Belediyenin mali durumunun yıllardır konuşulduğunu ve birçok konunun da bahaneye dönüştüğünü söyleyen İncirli, ‘Enkaz almıştık, çok borç vardı, çok istihdam yapılmıştı, ne yapalım bu kadarını yapabiliyoruz, dua edin ki personel ödeniyor, çöpler toplanıyor’ noktasına gelindiğini kaydetti.

“İnsanların beklentilerini buraya hapsettiler” diyen İncirli, çünkü belediyenin mali açıdan hiç iyi bir durumda olmadığını, iyi olmak için bir çabası da olmadığını ve asıl sorunun da bu olduğunu söyledi.

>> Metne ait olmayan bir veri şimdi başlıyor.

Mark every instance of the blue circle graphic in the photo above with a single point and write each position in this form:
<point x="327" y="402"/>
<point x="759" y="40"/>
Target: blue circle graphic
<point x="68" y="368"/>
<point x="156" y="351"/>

İncirli, “Bütçeyi hazırlarken bir öngörü yapar kurumlar ve bütçe disiplini de çok önemlidir, gelirinizi giderinizi bir mali disiplin içerisinde değerlendirmeniz lazım. Giderlerinizi tasarruf ederek, israf etmeden yönetmeniz, gelirlerinize de sahip çıkmanız lazım. Bu belediyenin israf yaptığına dair benim bütçeye baktığımda gördüklerim var ama bu bütçenin çok ayrıntılı ve şeffaf olmadığını da söylemek zorundayım. 26 Aralık’ta gidip önüme açacağım zaten bütçeyi ve göreceğim neyin ne olduğunu, bunu da şeffaf bir şekilde insanlarımızla paylaşacağım. Örneğin bir kalem var; 50 milyon TL hizmet satın alımı. Ama o hizmet satın alımının içeriğini bütçede göremiyorsunuz, alt kalemler yok. Yıllık 50 milyon TL az para da değil. Devlet katkısı 120 milyon zaten. Demek ki devlet katkısının yarısı hizmet satın alımına gidiyor şu andaki yönetimde ama bunun daha önemlisi; bütçeye öngörülen bir gelir koyarsınız, dersiniz ki; ‘Her yıl biz bütçemizden bu kadar gelir bekliyoruz’ ve gelirlerin de sene sonunda gerçekleşip gerçekleşmediğini kontrol edersiniz” dedi.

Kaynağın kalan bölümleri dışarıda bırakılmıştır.